- Nach der demütigenden Kehrtwende in ihrer Steuerpolitik kämpft die britische Premierministerin Liz Truss um ihren Posten.
- Die Regierungschefin ist in der wöchentlichen Fragestunde im Unterhaus schwer unter Druck geraten und wurde zum Rücktritt aufgerufen.
- Die Krise hat neue personelle Konsequenzen. Truss hat den Posten von Innenministerin Suella Braverman neu an den früheren Verkehrsminister Grant Shapps vergeben.
Braverman selbst veröffentlichte ihre Rücktrittserklärung am Mittwochabend auf ihrem Twitteraccount. Ob die Innenministerin freiwillig ihr Amt abgab oder gefeuert wurde, ist noch unklar. Suella Braverman gehörte zum extremen rechten Flügel der Partei und machte immer wieder mit Äusserungen zu ihren Plänen für ein härteres Vorgen bei Abschiebungen von sich reden.

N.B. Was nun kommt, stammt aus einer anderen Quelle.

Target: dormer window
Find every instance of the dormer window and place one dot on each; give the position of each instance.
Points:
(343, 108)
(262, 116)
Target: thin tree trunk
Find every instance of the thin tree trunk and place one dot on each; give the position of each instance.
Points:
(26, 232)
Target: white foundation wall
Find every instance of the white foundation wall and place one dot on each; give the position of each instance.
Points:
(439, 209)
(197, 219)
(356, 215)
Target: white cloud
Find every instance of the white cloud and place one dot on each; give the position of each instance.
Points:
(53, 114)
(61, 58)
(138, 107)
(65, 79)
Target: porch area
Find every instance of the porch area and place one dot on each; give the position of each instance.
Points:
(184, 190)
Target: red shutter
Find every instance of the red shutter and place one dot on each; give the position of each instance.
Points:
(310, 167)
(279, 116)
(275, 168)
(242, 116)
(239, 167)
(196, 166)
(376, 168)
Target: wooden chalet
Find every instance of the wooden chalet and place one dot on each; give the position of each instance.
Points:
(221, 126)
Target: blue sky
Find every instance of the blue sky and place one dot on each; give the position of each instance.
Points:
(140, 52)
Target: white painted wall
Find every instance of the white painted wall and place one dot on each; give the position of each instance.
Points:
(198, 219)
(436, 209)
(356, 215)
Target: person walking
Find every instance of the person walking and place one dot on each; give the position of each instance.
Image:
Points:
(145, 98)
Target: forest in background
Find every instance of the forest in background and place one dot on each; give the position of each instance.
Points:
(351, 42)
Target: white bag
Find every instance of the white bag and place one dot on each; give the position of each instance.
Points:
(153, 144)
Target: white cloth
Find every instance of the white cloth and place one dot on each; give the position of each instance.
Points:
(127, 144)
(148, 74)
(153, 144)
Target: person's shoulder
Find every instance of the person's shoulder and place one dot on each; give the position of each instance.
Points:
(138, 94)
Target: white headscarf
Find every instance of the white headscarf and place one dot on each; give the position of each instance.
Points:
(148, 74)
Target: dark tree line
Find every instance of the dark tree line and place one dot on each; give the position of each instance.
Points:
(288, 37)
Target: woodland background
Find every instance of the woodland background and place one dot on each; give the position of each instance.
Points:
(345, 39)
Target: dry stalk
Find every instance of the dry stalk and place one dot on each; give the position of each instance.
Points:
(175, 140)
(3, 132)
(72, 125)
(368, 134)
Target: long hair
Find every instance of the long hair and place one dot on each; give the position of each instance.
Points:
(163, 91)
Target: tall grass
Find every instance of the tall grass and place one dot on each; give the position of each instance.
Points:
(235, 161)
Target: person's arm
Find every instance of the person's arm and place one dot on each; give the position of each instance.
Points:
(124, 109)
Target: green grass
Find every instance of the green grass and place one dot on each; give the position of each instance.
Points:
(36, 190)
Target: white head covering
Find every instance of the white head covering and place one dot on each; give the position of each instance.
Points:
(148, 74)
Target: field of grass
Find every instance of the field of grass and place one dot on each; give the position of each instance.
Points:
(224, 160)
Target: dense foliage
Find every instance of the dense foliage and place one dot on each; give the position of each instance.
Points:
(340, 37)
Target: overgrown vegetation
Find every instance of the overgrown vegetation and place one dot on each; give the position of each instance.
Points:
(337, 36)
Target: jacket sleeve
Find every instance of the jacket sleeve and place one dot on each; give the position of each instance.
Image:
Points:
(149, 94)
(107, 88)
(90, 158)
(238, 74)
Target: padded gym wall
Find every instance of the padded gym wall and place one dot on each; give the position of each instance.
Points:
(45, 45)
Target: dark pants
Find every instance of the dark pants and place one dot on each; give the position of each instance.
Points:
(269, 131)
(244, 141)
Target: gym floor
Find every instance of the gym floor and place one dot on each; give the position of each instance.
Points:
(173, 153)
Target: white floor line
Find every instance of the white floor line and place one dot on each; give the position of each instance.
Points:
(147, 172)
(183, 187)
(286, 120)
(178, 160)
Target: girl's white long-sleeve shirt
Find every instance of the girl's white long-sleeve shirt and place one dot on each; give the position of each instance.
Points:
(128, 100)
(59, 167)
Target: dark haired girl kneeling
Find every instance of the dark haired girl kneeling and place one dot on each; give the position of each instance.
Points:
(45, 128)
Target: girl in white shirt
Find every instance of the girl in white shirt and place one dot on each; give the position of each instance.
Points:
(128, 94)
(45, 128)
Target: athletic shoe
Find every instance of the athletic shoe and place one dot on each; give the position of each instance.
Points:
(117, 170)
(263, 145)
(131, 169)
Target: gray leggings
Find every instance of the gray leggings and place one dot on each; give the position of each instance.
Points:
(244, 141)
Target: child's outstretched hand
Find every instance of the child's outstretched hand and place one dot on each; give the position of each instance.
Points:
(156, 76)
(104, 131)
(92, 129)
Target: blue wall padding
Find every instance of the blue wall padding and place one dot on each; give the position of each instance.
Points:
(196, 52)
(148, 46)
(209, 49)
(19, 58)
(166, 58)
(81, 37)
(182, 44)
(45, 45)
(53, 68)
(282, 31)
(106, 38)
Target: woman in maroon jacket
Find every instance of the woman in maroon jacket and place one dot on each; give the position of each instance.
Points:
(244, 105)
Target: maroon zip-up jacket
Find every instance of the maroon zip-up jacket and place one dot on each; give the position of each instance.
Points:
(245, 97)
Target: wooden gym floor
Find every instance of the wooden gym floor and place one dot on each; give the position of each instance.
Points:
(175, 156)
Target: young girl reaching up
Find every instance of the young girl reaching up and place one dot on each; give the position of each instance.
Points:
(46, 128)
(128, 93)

Es ist bereits der zweite Wechsel in einem wichtigen Ressort innerhalb von sechs Tagen. Erst am Freitag hatte Truss ihren Finanzminister Kwasi Kwarteng entlassen und mit dem früheren Aussenminister Jeremy Hunt ersetzt. Die konservative Regierungschefin kämpft um ihr Amt, nachdem sie mit geplanten Steuererleichterungen ein Finanzchaos ausgelöst hatte und eine Kehrtwende hinlegen musste.
Kurz nach der Bravermans Verkündung trat Berichten zufolge auch ein Teil der Fraktionsführung zurück, nachdem die Regierung eine Abstimmung im Parlament zunächst zur Vertrauensfrage erklärt hatte, in letzter Minute aber zurückruderte.
Neuer Innenminister heisst Shapps
Noch am Mittwochabend hat die Premierin Truss den früheren Verkehrsminister Grant Shapps zum neuen Innenminister ernannt. Er hatte im innerparteilichen Wahlkampf um die Nachfolge von Ex-Premier Boris Johnson Truss' Rivalen Rishi Sunak unterstützt. Zuvor war er in Johnsons Kabinett Verkehrsminister. Er gilt als erfahrener Minister und überzeugender Kommunikator.
Ich bin eine Kämpferin und keine Drückebergerin.
Am Mittwochnachmittag hat sich die britische Premierministerin erstmals seit ihrer Kehrtwende in der Steuerpolitik im Parlament den Fragen der Abgeordneten gestellt. Für die Vorsitzende der Konservativen stand im Unterhaus viel auf dem Spiel. Denn ihre Umfragewerte und die der Konservativen Partei sind nur sechs Wochen nach ihrem Amtsantritt dramatisch abgestürzt.
«Ich bin eine Kämpferin und keine Drückebergerin», sagte Truss bei der Fragestunde in London. Gleichzeitig forderten sie mehrere Oppositionspolitiker direkt zum Rücktritt auf.
Einer davon stand Truss direkt gegenüber: der Oppositionschef Keir Starmer von Labour. Seine Partei führt derzeit in allen Umfragen. Doch am meisten zu fürchten hatte Truss nicht ihr Gegenüber, sondern die Mitglieder ihrer eigenen Fraktion.
Hälfte der Konservativen will Rücktritt
Die Konservativen sind dafür bekannt, ihren Parteichefs bei Parlamentsdebatten lautstark beizupflichten. Bleibt das aus, wird das als Zeichen gewertet, dass sie an Rückhalt verloren haben. Zuletzt wünschten sich einer Umfrage zufolge die Hälfte der Mitglieder der Konservativen Truss' Rücktritt.
In den ersten zwölf Monaten im Amt ist die Premierministerin allerdings vor einem Misstrauensantrag geschützt, so wollen es die parteiinternen Regeln. Zudem gibt es derzeit keine solide und breit abgestützte Gegenkandidatur.
Die grosse Kritik aus den eigenen Reihen blieb der schwer in die Defensive geratenen Liz Truss daher bei der Fragestunde erspart. Spekulationen, sie könne sich die Loyalität der Brexit-Hardliner mit einer harten Linie gegenüber Brüssel im Streit um den Status für Nordirland erkauft haben, scheinen sich zu bestätigen.